Rich with history, Fort Worth went through severe growing pains during its initial transformation from a series of forts to a bustling metropolitan area. In the beginning, it was Hell. Literally. During the late 1800s, Sundance Square was known as Hell’s Half Acre. It was so named because it had already developed a reputation for being an arduous and demanding area. The city was bursting with the vitality of an emerging American West, but it was also a rough, crude expanse that housed all manner of residents. It was home to both the lawman and the outlaw; both as coarse as the landscape the city was born from.

Today, Fort Worth is aptly nicknamed Cowtown. The name has significant meaning because one of the city’s first, and most lasting, enterprises was the herding and driving of cattle from Fort Worth’s section of the Chisholm Trail on up through Kansas. It wasn’t until the arrival of the railroads, specifically the Texas & Pacific Railway in 1876, that the city truly morphed into the contemporary wonder that many know and love today. Nowhere is that more on display than in Hell’s Half Acre itself.

No longer hellish at all, Sundance Square was originally named after the Sundance Kid, who was a guest and admirer of the area. It’s even said that he often used the location as hideout from his frequent misdeeds. Outlaws aside, the square is now a hotbed of culture, education and modern conveniences.
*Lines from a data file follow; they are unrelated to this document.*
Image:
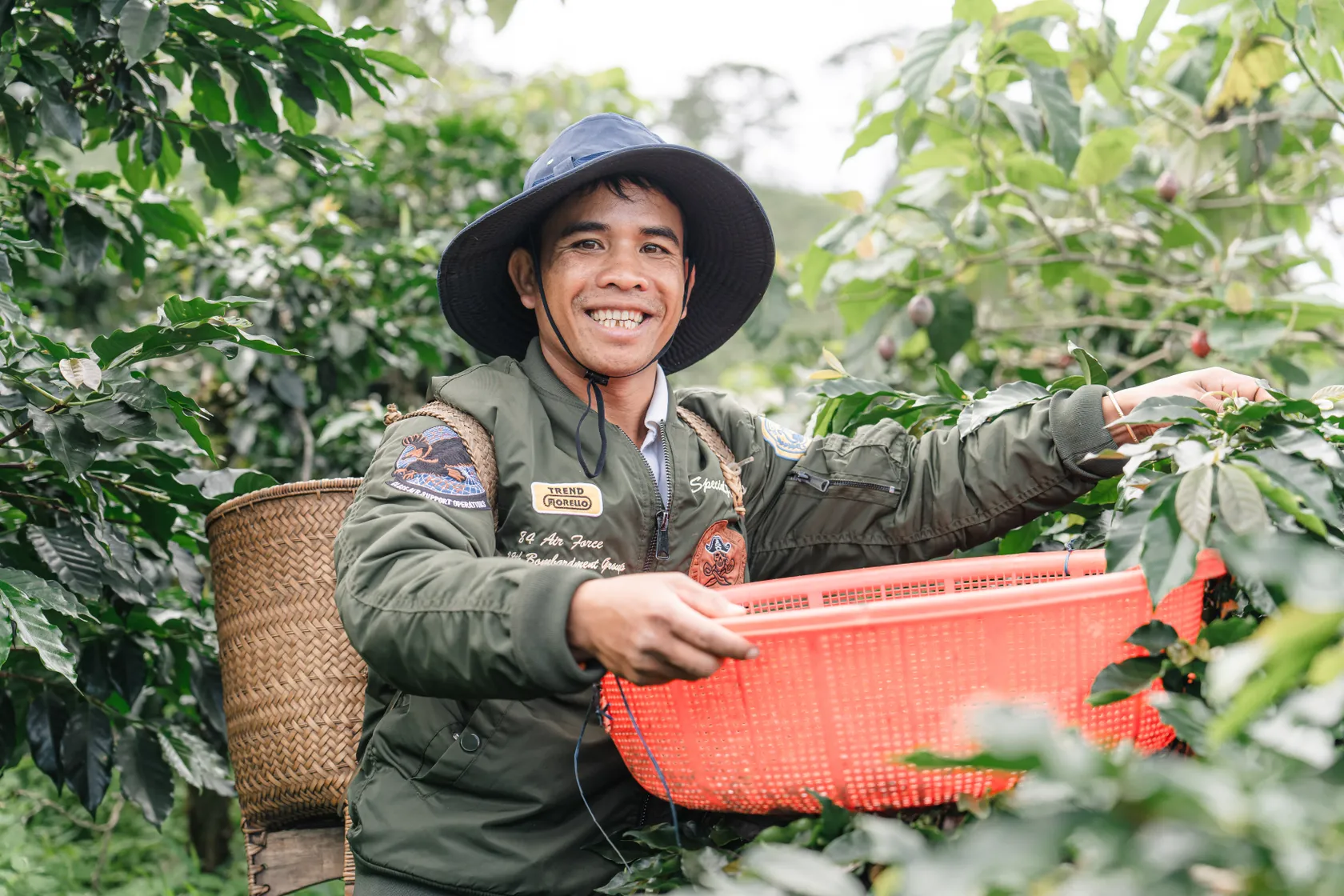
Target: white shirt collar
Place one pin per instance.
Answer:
(658, 414)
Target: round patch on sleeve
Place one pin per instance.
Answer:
(436, 465)
(786, 443)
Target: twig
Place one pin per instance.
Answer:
(306, 466)
(1138, 364)
(1302, 61)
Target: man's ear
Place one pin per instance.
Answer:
(690, 288)
(523, 274)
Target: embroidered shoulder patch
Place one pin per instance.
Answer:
(436, 465)
(786, 443)
(721, 558)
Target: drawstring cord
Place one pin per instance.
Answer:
(667, 790)
(594, 381)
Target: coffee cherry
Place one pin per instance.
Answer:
(1199, 343)
(919, 310)
(886, 347)
(1167, 187)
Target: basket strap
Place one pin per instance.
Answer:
(730, 466)
(478, 442)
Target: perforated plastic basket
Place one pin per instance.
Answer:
(861, 668)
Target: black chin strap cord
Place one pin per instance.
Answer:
(594, 381)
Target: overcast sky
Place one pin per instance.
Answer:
(663, 45)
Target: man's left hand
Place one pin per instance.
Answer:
(1211, 386)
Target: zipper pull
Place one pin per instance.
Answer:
(806, 478)
(662, 550)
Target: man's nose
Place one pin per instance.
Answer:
(624, 272)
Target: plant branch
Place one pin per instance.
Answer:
(1138, 364)
(1302, 61)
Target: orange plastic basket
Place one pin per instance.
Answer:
(861, 668)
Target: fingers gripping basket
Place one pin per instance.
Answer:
(294, 684)
(861, 668)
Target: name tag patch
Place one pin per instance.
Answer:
(436, 465)
(569, 498)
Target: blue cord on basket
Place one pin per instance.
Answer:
(676, 828)
(1069, 551)
(593, 706)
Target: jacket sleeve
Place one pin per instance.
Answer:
(434, 610)
(885, 496)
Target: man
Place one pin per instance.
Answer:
(622, 259)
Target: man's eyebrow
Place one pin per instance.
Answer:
(583, 227)
(666, 233)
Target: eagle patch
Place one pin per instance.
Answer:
(436, 465)
(721, 558)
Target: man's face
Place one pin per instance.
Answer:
(613, 273)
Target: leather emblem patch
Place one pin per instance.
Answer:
(721, 559)
(569, 498)
(436, 465)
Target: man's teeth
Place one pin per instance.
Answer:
(613, 318)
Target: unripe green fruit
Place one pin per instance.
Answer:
(919, 310)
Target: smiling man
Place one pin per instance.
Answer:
(620, 506)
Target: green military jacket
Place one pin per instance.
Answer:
(466, 781)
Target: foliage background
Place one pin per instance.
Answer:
(300, 176)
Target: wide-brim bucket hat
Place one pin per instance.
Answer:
(727, 239)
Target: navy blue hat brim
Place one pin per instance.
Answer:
(727, 237)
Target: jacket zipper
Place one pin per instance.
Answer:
(823, 484)
(659, 540)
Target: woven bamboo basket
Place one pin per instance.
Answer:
(294, 684)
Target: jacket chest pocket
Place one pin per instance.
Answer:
(454, 747)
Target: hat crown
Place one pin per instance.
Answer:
(586, 140)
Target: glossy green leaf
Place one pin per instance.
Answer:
(146, 775)
(142, 27)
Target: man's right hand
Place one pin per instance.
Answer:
(650, 628)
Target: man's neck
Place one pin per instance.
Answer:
(626, 398)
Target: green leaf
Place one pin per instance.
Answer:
(1152, 15)
(1195, 502)
(142, 27)
(300, 12)
(982, 11)
(499, 11)
(37, 632)
(1122, 680)
(66, 438)
(46, 724)
(1104, 156)
(1154, 637)
(86, 755)
(1026, 121)
(1055, 101)
(59, 118)
(1004, 398)
(146, 775)
(252, 100)
(221, 166)
(933, 58)
(1168, 554)
(1239, 504)
(209, 97)
(397, 62)
(86, 238)
(114, 421)
(1093, 371)
(193, 310)
(45, 593)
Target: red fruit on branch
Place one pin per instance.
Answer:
(1199, 343)
(1167, 187)
(919, 310)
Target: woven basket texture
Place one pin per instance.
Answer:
(294, 684)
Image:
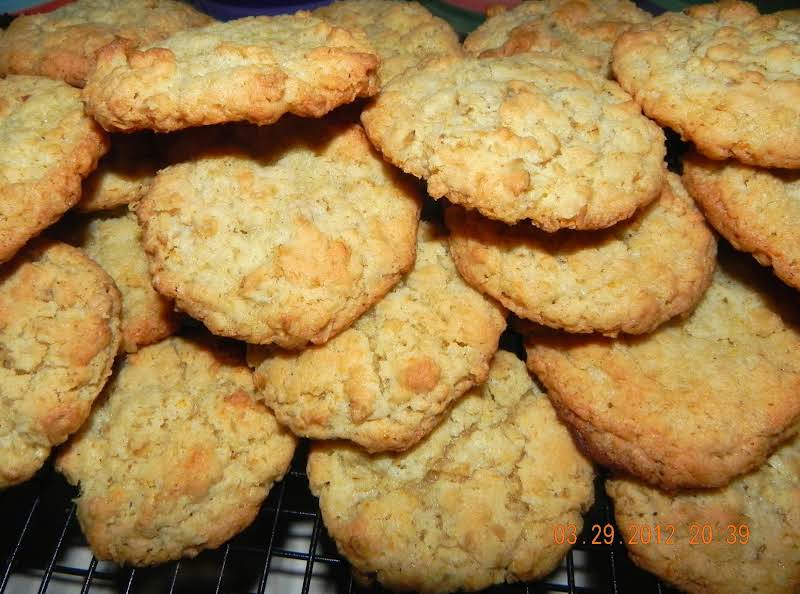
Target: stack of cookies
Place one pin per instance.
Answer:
(256, 177)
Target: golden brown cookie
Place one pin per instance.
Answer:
(739, 539)
(756, 209)
(113, 240)
(522, 137)
(59, 334)
(629, 278)
(64, 43)
(473, 504)
(122, 176)
(389, 379)
(662, 406)
(47, 146)
(403, 33)
(582, 30)
(286, 235)
(722, 76)
(177, 457)
(791, 15)
(254, 69)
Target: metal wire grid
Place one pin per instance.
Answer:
(39, 535)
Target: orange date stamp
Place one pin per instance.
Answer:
(650, 534)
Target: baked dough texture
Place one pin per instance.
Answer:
(59, 334)
(403, 33)
(113, 240)
(765, 502)
(723, 76)
(473, 504)
(391, 377)
(581, 30)
(662, 406)
(285, 236)
(756, 209)
(64, 43)
(47, 146)
(629, 278)
(253, 69)
(521, 137)
(123, 176)
(177, 457)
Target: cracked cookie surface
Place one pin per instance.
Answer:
(286, 236)
(253, 69)
(659, 406)
(386, 381)
(629, 278)
(581, 30)
(63, 43)
(760, 554)
(123, 176)
(522, 137)
(47, 146)
(59, 334)
(177, 457)
(471, 505)
(403, 33)
(721, 75)
(755, 209)
(113, 240)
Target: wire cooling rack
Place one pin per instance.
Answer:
(285, 551)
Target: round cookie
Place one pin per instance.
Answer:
(791, 15)
(721, 75)
(254, 69)
(755, 209)
(583, 30)
(522, 137)
(177, 457)
(47, 146)
(391, 377)
(59, 334)
(473, 504)
(122, 176)
(403, 33)
(697, 402)
(753, 525)
(113, 240)
(285, 236)
(64, 43)
(630, 278)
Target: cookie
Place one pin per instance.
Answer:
(755, 209)
(721, 75)
(523, 137)
(122, 176)
(59, 334)
(473, 504)
(403, 33)
(391, 377)
(582, 30)
(47, 146)
(113, 240)
(177, 457)
(695, 403)
(285, 236)
(64, 43)
(630, 278)
(791, 15)
(747, 532)
(254, 69)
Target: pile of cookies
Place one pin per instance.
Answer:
(256, 177)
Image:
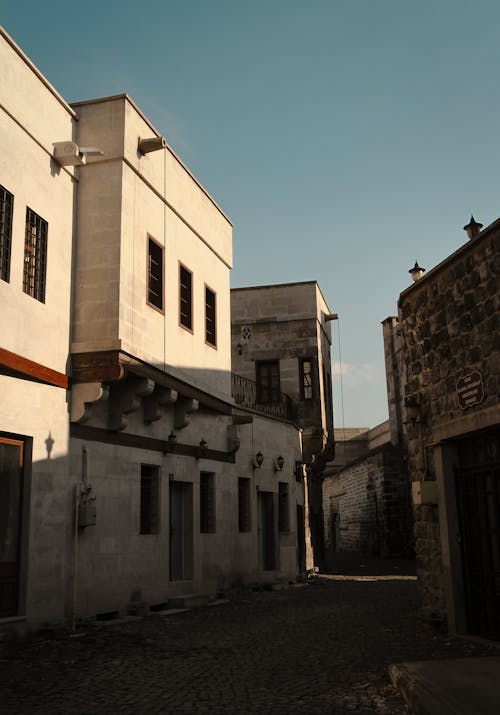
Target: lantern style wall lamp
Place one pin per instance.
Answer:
(259, 458)
(278, 466)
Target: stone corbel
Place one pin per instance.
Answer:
(152, 405)
(84, 396)
(126, 398)
(183, 408)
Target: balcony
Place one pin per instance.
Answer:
(244, 392)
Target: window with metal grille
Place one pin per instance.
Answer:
(6, 209)
(306, 392)
(244, 519)
(207, 503)
(150, 499)
(268, 381)
(284, 511)
(210, 317)
(35, 256)
(186, 298)
(155, 274)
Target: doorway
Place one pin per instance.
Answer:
(11, 493)
(181, 531)
(266, 531)
(477, 480)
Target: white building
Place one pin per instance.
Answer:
(128, 476)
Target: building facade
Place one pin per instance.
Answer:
(128, 475)
(281, 342)
(449, 322)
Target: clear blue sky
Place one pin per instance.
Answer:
(344, 138)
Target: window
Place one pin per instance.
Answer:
(268, 381)
(210, 325)
(155, 274)
(306, 392)
(207, 503)
(283, 513)
(186, 298)
(150, 499)
(35, 256)
(244, 520)
(6, 207)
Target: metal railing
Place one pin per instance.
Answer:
(244, 392)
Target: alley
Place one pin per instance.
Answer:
(321, 648)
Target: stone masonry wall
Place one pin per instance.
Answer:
(450, 327)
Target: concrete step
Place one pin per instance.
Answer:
(190, 600)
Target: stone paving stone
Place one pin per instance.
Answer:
(321, 649)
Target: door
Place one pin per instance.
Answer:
(11, 485)
(478, 495)
(181, 531)
(266, 531)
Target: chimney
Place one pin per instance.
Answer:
(473, 228)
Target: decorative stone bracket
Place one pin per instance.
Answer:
(126, 398)
(83, 396)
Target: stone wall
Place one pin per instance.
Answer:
(449, 321)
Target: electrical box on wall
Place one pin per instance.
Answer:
(424, 493)
(87, 513)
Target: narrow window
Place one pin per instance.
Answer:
(244, 521)
(207, 503)
(306, 379)
(283, 514)
(155, 274)
(210, 322)
(268, 381)
(35, 256)
(6, 208)
(150, 499)
(186, 298)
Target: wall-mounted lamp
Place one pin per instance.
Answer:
(413, 410)
(202, 448)
(416, 272)
(170, 443)
(153, 144)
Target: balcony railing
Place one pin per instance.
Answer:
(244, 393)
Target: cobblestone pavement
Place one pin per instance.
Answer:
(323, 648)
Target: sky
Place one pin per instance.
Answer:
(345, 139)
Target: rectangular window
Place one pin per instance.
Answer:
(306, 392)
(155, 274)
(207, 503)
(283, 513)
(35, 256)
(210, 316)
(244, 520)
(268, 381)
(6, 209)
(150, 499)
(186, 298)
While it may have been the former stomping ground of Texas legends like Doc Holiday and Butch Cassidy, it’s now the former stomping ground of, well, Texas notables like T-Bone Burnett, Kelly Clarkson and Bill Paxton, among others.

Visitors to Sundance Square today don’t have to worry about outlaws. They can enjoy casual strolls among the area’s art-deco buildings and designer landscapes, or they can get their shopping on full steam ahead with distinctive stores like Retro Cowboy or Pappagallo Classiques. The retail shops in the square carry as much variance and diversity as the very city in which they are housed in. It’s just as easy to pick up a T-shirt for the old man at the Dallas Cowboys Pro Shop as it is to find that one-of-a-kind treasure at the unusual, but equally impressive Earth Bones store.

If it’s one-of-a-kind cuisine that fits the bill after bargain-hunting, hungry patrons can take in fresh Mexican fare at Cabo Grande, or wallow in the hand-cut, smoky deliciousness of The Mercury Chop House. And no culinary visit would be complete without a sampling of authentic Creole and Southern flavors at Reata on Houston Street. The chicken chile rellenos alone are worth hopping aboard the first available Grapevine Railroad into Fort Worth.

Once the palate is satiated, visitors can continue their adventure and indulge in a vibrant nightlife consisting of everything from the authentic Texas soundscapes of the Lone Star Nightclub, to the silky smooth rhythms inside the doors of the Scat Jazz Lounge in the celebrated Woolworth Building. If it’s a good brew you’re after, consider The Flying Saucer on 4th Street, offering countless bottles and draughts to choose from.

Fort Worth and Sundance Square have a wealth of history hidden in every crook of the town’s signature makeup. The richness of Cowtown’s legacy isn’t subtle, but then again, it doesn’t have to be. Fort Worth has earned its place in the pantheon of America’s great cities by the hardest of workers and the loftiest of dreamers. You can still hear trains running daily in Stockyard Station, and the train whistles carry the voices of the very people who had a hand in crafting the city’s legacy. Whether it’s through the music and culture, or the food and the people, there’s something here for everyone to appreciate.